In the deserts of Ilhara, prophecy is not a gift. It is a weapon.

Hāikimi was once a soldier of the Thrennan Front. He has buried his past, his faith, and the boys he helped condemn. Exiled and fractured, he believes his punishment is already paid.

Then his daughter is born with sight that should not exist.

In Ilhara, the future is not left to mystics alone. Ancient methods of foresight treat destiny as a pattern—something to be measured, modelled, and exploited. Power belongs to those who can calculate what comes next.

Hunted for what his child might one day see, Hāikimi flees across a land divided between divine certainty and cold prediction. When he is captured by the Ishen—elite agents pursuing the architect of a historic atrocity—he is forced into an uneasy alliance that drags him back toward the machinery of war he thought he had escaped.

As prophecy tightens and belief fractures, Hāikimi must decide what he is willing to become to protect his family.

In a world where certainty is power, survival may be the greatest betrayal of all.

Source Format Pages Publisher Genre Publication Date
Amazon e-copy 436 self-pub Fantasy March 27th, 2026

What the hell was that?! And when can I get more?!

This thing literally came at me from the left field and knocked the breath out of me – I loved it! Every miserable, bloody, hopeless page of it. Wow!

This is the kind of story that doesn’t unfold at break-neck speed, you sort of fall into it like into quicksand. Slowly but steadily. And I could tell from the first pages that this was going to be one of those books that will kick me in the knees and keep me on the ground. To entice you with some keywords, then: war, moon, sand, politics. Plenty to deliver a layered world-building and enough to torture the soul.

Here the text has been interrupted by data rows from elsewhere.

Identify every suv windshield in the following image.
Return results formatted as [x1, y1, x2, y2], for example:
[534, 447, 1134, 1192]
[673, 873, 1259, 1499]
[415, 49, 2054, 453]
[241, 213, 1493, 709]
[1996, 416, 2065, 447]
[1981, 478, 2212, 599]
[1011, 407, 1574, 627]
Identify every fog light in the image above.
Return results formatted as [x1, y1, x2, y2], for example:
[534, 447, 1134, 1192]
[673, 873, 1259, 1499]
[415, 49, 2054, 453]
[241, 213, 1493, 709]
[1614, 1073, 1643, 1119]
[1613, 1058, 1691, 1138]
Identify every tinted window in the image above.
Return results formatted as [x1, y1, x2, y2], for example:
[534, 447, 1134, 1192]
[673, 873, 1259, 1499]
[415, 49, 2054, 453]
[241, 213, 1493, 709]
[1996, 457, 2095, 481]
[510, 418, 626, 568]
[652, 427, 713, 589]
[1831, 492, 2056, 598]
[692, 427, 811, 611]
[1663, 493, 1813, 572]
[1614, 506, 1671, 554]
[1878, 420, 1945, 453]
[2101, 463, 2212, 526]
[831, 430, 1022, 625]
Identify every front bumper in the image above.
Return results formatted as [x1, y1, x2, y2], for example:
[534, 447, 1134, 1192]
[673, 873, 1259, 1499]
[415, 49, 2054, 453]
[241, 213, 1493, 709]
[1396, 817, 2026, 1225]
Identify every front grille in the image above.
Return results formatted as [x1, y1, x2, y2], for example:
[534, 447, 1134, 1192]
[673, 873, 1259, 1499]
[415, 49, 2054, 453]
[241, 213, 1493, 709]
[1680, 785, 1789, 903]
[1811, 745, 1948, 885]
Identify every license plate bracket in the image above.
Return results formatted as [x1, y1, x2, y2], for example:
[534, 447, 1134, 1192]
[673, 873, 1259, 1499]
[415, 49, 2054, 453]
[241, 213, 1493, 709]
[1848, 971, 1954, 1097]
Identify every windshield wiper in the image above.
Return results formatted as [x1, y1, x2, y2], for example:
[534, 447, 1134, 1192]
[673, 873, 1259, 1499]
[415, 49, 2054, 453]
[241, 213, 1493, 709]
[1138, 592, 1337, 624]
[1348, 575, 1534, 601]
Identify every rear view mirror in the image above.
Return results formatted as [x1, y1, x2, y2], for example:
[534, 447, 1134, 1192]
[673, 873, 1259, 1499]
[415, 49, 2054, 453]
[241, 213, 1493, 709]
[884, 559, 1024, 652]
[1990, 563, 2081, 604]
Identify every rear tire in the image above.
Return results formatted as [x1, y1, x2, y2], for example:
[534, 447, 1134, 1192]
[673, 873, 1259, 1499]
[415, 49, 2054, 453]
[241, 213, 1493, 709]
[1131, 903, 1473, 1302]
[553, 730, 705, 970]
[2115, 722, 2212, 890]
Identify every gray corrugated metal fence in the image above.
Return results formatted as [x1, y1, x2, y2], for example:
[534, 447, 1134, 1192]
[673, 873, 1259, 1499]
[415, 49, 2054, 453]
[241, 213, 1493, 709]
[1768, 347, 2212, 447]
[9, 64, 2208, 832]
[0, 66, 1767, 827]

Talking of soul-torture… The main character Hāikimi… The second-hand pain I felt – feel! – for that character is enough to make me want to scream and never stop. He’s rough around the edges, carrying some heavy mistakes, very worn down. Naturally, he attempts to see the world through the bottom of the bottle, and a character that like hits close to home for me… I just instantly pay more attention to a character trying to oppress the angst, I want to tell it: “I know, I see you!”… And, really, there’s something especially compelling about older male characters that are hardened, a little bitter, yet undeniably clear in their vision and wise. It just comes across realistic and bullshit free. Because when life has stripped away any sort of arrogant illusions, brutal honesty is left behind. Brutal honesty that doesn’t mince words and acts accordingly. And yet, Hāikimi’s troubles are not over the top or melodramatic. They are persistent and consistent, like any other ache and pain that comes with age. So, any and all emotional response from me, particularly towards the end of the book, was earned, fair and square.

It had not been death that unmoored him. Death was simple. Expected. Contained. It was what the living were capable of that had fractured him.

Twyman writes a convincing story. The stakes are high, the losses even so much more painful for it. And there is almost a graciousness that parallels the dark and “adjacent grimdark” feel of the story. And heck, some of those fight scenes were the best I had ever come across. I’ve read some pretty awesome fight scenes over the years and with the good ones I always think: right, that’s that. It simply can’t get better than this. And then some authors come along, and are like: hold my beer! and write such a scene that makes my jaw drop. Not just for its brutality, not for the amount of blood it spills… But for the effortless dance it seems to deliver, the highest impact with fewer words. Just… Amazing!

I’ll be honest… This one is going to stay with me for a while. You know the way when life is sometimes really shit and busy and you bottle it all up and at some stage you feel like you want to explode out of your skin, because your very soul wants to just rip your meat-sack open with like hairy and gnarly Wolverine fingers and roar in rage at bloody everything? Yeah, Ghosts of Hāikimi… the literal ghosts of Hāikimi have me feeling all torn up. I am emotional. I want more. This was fucking brilliant!

The Thrennan Front had taught him that quiet wasn’t peace. Quiet was the moment before something broke.